Question

A hollow charged conductor has a tiny hole cut into its surface. Show that the electric field in the hole is $\left(\sigma /2{ϵ}_0\right)\hat{n}$ where $\hat{n}$ is the unit vector in the outward normal direction, and $\sigma$ is the surface charge density near the hole.

Answer 1

Let us consider a conductor with a cavity or a hole. Electric field inside the cavity is zero.

Let E is the electric field just outside the conductor, q is the electric charge, $\sigma$ is the charge density, and ${\in }_0$ is the permittivity of free space.

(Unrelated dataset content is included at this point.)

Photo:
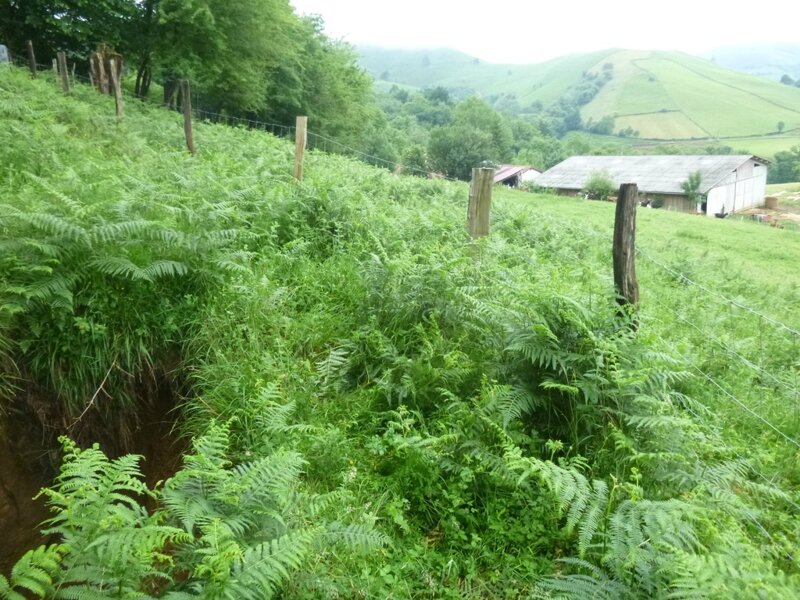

charge $|q|=\overline{\sigma }\times \overline{ds}$

According to Gauss's law,

Flux, $\varphi =\overline{E}.\overline{ds}=\frac{|q|}{{\in }_0}$

$Eds=\frac{\overline{\sigma }\times \overline{ds}}{{\in }_0}$

$\therefore E=\frac{\sigma }{{\in }_0}\hat{n}$

Therefore, the electric field just outside the conductors is $\frac{\sigma }{{\in }_0}\hat{n}$. This field is a superposition of field due to the cavity $\left(E^{\prime }\right)$ and the field due to the rest of the charged conductor $\left(E^{\prime }\right)$. These fields are equal and opposite inside the conductor, and equal in magnitude and direction outside the conductor.

$\therefore E^{\prime }+E^{\prime }=E$

$E^{\prime }=\frac{E}{2}$

$E^{\prime }=\frac{\sigma }{2{\in }_0}\hat{n}$

Therefore, the field due to the rest of the conductor is $\frac{\sigma }{{\in }_0}\hat{n}$. Hence, proved.